As Christians, we have the unique opportunity to live out this kind of community in the real world, where bad things do happen. Being part of a church family is like that ‘small town’ world, where everybody knows everybody else, and we can share in one another’s joys and sadnesses. When talking about how Christians should relate to each other, in Romans 12, Paul urges us to, “Rejoice with those who rejoice, weep with those who weep,” (verse 15) and, “If possible, so far as it depends on you, live peaceably with all,” (verse 18). These sound like good characteristics that a citizen of Stars Hollow should be seeking to emulate. But Paul goes further than this. He tells us to, “Let love be genuine,” (verse 9), to “outdo one another in showing honour,” (verse 10) and finally, “Do not be overcome by evil, but overcome evil with good,” (verse 21).

In a Christian community, there is no room for facades, but only genuine love. We are to outdo one another. We are not to be overcome by evil. These things are hard work, and sometimes feel outside of our control, especially when it comes to evil. But we are not on our own. Paul reminds us to “be constant in prayer,” (verse 12). With God’s help, we can serve him and others in this way. Ultimately, Jesus has overcome all evil, through his death and resurrection, and so when faced with the relatively small evils that crop up in any community of fallen human beings, we can rise above them, reacting to them with “good”. We will do these things imperfectly, but God’s grace means that we can be forgiven and move on.

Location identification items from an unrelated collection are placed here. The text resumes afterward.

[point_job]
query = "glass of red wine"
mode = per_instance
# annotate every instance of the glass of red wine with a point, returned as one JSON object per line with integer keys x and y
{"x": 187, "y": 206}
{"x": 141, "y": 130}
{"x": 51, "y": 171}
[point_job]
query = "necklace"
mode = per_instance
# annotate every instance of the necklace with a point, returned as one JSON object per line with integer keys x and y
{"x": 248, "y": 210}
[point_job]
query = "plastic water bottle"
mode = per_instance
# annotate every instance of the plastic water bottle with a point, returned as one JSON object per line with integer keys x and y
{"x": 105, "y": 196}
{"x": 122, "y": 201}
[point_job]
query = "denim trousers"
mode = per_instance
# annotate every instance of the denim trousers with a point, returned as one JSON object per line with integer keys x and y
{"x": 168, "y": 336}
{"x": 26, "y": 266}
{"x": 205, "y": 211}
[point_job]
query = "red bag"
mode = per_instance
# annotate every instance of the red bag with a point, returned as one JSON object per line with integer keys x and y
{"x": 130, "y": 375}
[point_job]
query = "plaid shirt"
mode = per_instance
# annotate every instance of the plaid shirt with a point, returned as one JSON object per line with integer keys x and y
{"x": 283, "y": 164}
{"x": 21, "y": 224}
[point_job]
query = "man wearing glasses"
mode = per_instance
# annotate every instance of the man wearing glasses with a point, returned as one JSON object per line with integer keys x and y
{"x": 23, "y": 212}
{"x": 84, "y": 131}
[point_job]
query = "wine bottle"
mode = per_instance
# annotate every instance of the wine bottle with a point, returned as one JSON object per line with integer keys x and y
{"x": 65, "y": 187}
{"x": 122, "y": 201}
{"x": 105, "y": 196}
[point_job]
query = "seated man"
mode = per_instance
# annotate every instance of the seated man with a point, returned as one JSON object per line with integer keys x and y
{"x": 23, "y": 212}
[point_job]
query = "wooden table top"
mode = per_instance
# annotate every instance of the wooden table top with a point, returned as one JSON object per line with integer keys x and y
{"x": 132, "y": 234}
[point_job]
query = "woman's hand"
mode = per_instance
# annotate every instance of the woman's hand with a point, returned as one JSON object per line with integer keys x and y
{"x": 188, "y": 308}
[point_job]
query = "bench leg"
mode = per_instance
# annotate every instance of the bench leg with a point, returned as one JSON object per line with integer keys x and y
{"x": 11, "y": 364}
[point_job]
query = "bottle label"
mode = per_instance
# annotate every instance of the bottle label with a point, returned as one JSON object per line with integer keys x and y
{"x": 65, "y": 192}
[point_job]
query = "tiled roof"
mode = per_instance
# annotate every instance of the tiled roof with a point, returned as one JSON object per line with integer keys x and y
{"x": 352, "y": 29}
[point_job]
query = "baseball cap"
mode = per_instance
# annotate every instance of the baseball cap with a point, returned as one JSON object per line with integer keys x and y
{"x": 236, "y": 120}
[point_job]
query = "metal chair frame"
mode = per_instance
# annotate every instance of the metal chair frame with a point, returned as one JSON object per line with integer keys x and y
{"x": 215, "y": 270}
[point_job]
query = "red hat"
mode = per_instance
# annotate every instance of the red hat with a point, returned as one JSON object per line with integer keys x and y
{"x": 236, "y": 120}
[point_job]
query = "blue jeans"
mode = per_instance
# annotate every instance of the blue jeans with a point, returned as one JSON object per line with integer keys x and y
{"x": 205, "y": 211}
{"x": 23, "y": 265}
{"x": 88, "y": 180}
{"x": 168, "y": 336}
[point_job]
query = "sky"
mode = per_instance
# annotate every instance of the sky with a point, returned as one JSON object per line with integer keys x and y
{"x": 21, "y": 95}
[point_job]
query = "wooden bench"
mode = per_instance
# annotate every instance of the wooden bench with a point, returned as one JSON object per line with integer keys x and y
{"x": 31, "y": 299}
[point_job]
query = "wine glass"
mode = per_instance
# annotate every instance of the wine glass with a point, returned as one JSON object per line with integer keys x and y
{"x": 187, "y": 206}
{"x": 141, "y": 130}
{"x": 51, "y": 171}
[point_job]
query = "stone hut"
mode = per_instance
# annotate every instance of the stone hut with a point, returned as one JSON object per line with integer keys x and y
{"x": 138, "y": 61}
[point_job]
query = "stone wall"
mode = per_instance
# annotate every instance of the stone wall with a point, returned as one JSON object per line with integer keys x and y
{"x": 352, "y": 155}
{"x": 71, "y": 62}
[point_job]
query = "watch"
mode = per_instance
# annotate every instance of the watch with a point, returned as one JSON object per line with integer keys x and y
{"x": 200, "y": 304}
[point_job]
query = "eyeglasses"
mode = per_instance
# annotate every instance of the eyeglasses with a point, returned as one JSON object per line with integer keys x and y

In a culture that is longing for the community of ‘small town’ life, for a place to belong and to be known, what sort of community are we presenting ourselves as? Are we investing ourselves in genuine friendships? Real relationships are costly: they require time, energy and going out of our way for others. Do we make our best efforts to be on time, to keep our plans, to find out how our friends really are, to pray for each other, to give encouragement? These small things can make a big difference in someone’s life, and to a watching world, looking for just this fellowship, they speak.